The phenol-formaldehyde (PF) resin microspheres were firstly used as the template in the sensing electrode (SE) preparation process of sensors based on Y2O3 stabilized ZrO2 (YSZ). The PF resin microspheres were synthesized by a facile hydrothermal method. The high char yield and the few morphological changes of PF resin microspheres before and after sintering at 900 °C indicated the perfect thermal stability at high temperature. The sensors using MnCr2O4 admixed with various contents PF microspheres (0 wt%, 5 wt%, 10 wt%, and 20 wt%) were fabricated and their sensing performances on NO2 gas were also investigated. The sensor with sensing electrode prepared by MnCr2O4 with 10 wt% PF showed the best NO2 sensing performance with a response of 110.8 mV to 100 ppm NO2 as well as the higher sensitivity (87.4 mV/decade) with the NO2 concentration ranging from 10 to 500 ppm at 550 °C. According to the mixed-potential mechanism, the porous electrode is good for gas penetration, so the gas can easily reach the MnCr2O4/YSZ/gas triple phase boundary (TPB) to participate in the electrochemical reactions. Additionally, the sensor exhibited excellent selectivity and repeatability, which indicated its potential application in the NO2 detection.

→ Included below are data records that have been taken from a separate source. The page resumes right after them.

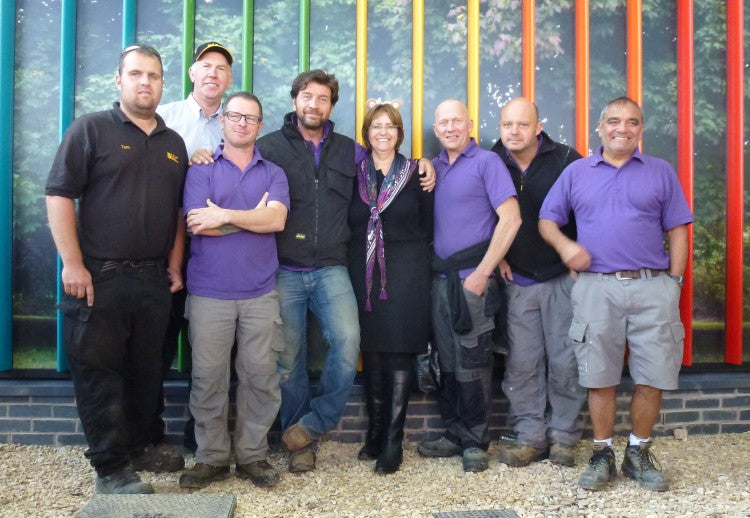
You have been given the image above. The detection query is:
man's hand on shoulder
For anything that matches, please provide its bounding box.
[167,267,184,293]
[419,158,435,192]
[62,263,94,307]
[188,149,214,165]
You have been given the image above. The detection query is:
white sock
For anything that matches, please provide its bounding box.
[628,432,651,446]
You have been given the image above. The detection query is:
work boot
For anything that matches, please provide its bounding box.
[234,460,281,487]
[463,448,489,473]
[180,462,229,488]
[281,422,315,452]
[375,371,411,474]
[417,436,463,457]
[96,466,154,495]
[578,443,617,491]
[498,443,547,468]
[289,449,315,473]
[622,441,669,491]
[130,443,185,473]
[549,443,575,467]
[357,353,385,460]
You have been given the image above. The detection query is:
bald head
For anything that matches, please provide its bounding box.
[498,97,542,161]
[432,99,474,162]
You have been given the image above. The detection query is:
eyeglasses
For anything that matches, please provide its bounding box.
[370,124,398,131]
[224,112,263,126]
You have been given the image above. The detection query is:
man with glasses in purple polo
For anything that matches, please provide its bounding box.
[46,45,188,493]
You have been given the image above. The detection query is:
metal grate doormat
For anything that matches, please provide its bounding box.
[432,509,519,518]
[76,493,237,518]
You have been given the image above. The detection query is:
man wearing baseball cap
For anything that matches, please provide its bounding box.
[159,41,234,451]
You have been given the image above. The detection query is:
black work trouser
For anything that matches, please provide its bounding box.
[60,260,171,476]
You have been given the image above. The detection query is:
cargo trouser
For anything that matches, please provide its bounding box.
[502,272,586,448]
[432,277,497,450]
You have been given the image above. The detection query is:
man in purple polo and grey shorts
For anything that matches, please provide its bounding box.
[539,97,693,491]
[180,92,289,488]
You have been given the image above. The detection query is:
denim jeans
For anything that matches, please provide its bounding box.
[276,266,359,437]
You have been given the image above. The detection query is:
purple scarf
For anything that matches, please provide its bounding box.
[357,153,417,311]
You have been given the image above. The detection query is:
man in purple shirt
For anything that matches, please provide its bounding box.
[180,92,289,487]
[418,99,521,471]
[539,97,693,491]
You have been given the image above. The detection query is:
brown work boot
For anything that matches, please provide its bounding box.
[289,450,315,473]
[281,423,315,452]
[130,443,185,473]
[549,444,575,468]
[180,462,229,488]
[234,460,281,487]
[498,443,547,468]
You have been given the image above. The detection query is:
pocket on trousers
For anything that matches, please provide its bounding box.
[461,331,492,369]
[568,321,589,344]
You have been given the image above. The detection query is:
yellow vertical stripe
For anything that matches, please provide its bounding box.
[466,0,479,141]
[354,0,367,145]
[411,0,424,158]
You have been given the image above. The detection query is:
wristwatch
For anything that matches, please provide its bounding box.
[669,274,685,286]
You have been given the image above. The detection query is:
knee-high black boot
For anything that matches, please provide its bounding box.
[358,353,385,460]
[375,369,412,474]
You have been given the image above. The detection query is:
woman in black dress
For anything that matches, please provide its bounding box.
[349,102,433,473]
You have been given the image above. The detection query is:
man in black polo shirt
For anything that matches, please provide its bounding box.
[46,45,188,493]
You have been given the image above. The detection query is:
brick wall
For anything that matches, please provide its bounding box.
[0,372,750,446]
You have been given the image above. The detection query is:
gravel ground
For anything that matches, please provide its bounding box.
[0,433,750,518]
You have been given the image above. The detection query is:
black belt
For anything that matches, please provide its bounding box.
[602,268,664,281]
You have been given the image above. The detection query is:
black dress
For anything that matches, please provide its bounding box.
[349,154,434,353]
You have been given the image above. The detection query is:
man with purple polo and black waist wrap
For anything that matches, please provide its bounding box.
[180,92,289,488]
[539,97,693,491]
[418,99,521,472]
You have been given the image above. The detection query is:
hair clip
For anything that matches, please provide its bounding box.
[365,97,401,111]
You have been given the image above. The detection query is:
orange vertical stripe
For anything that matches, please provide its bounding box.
[627,0,643,106]
[725,0,745,365]
[677,0,694,365]
[575,0,589,156]
[521,0,536,101]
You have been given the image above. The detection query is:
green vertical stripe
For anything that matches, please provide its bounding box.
[0,2,16,371]
[57,0,76,372]
[182,0,195,97]
[242,0,255,92]
[122,0,136,48]
[298,0,310,73]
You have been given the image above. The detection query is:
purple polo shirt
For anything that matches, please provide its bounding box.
[432,138,516,278]
[183,145,289,300]
[539,147,693,273]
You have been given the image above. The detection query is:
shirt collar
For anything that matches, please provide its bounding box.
[592,146,643,166]
[185,92,224,120]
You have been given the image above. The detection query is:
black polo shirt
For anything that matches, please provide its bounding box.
[46,103,188,259]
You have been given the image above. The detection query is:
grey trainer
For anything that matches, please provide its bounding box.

YSZ Mixed-potential Gas sensor PF resin microspheres MnCr2O4 


Funding information

Supported by NSFC (No. 61703446), Science and Technology Projects of China National Textile and Apparel Council (No. 2016048), Henan Province Colleges and Universities Key Scientific Research Project (No. 17A430035) and Program for Science and Technology Innovation Talents in Universities of Henan Province (No. 19HASTIT024). This work was also supported by Program for Interdisciplinary Direction Team in Zhongyuan University of Technology, China.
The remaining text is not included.